1. Let $y = [y_0, y_1, \ldots, y_{n-1}]$ denote the output sequence.
2. For each $y_i$, calculate $y_i = x_0 + x_1 + \cdots + x_i$

In [None]:
def cumulative_sum__v0(x):   # `x = [x[0], x[1], ..., x[n-1]]`
    y = []                   # Holds the output, `y = [y[0], y[1], ..., y[n-1]]`; initially empty
    for i in range(len(x)):  # Computes `y[i]` for every `i`
        s = 0                # Lines 4-6: Compute `s = x[0] + x[1] + ... + x[i]`
        for k in range(i+1):
            s += x[k]
        y.append(s)          # Line 7: `y[i] = s`
    return y

y = cumulative_sum__v0(x)
y # In Jupyter, like `print(y)`

### This implementation suffers from two problems:

1. _Efficiency_. For an $n$-element input list, its **asymptotic cost (or work)** scales like $\mathcal{O}(n^2)$. That should seem suspicious: the calculation seems simple enough, involving just $n$ inputs and $n$ outputs, and "feels like" it should only require a similar number of operations. That is, we should guess that there is a method that scales more like $\mathcal{O}(n)$.

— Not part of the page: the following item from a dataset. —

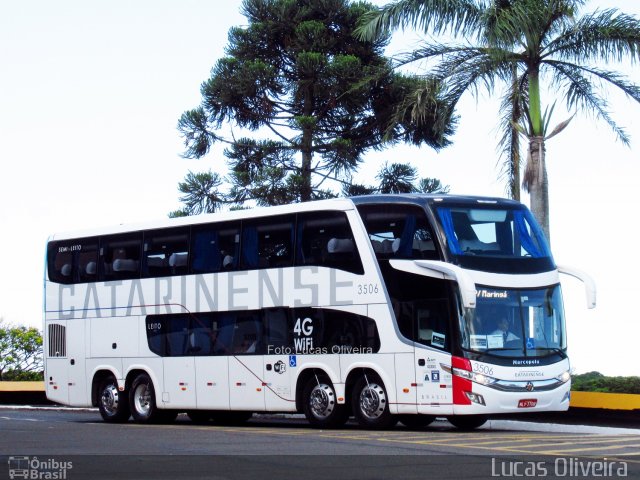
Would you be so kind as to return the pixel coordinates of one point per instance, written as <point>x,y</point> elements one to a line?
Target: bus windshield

2. _Readability_. Let's set aside the fact that it is slow and uses single-character variable names. It also has several levels of nesting and multiple variables to track. The more nesting there is and the more variables there are, the more effort a reader needs to understand what is happening.

### Revisions for readability ###

We should fix the algorithm first, but as an exercise, let's start by tackling some of the readability issues. We'll write several versions and use a few Python idioms from the bootcamp to "clean it up."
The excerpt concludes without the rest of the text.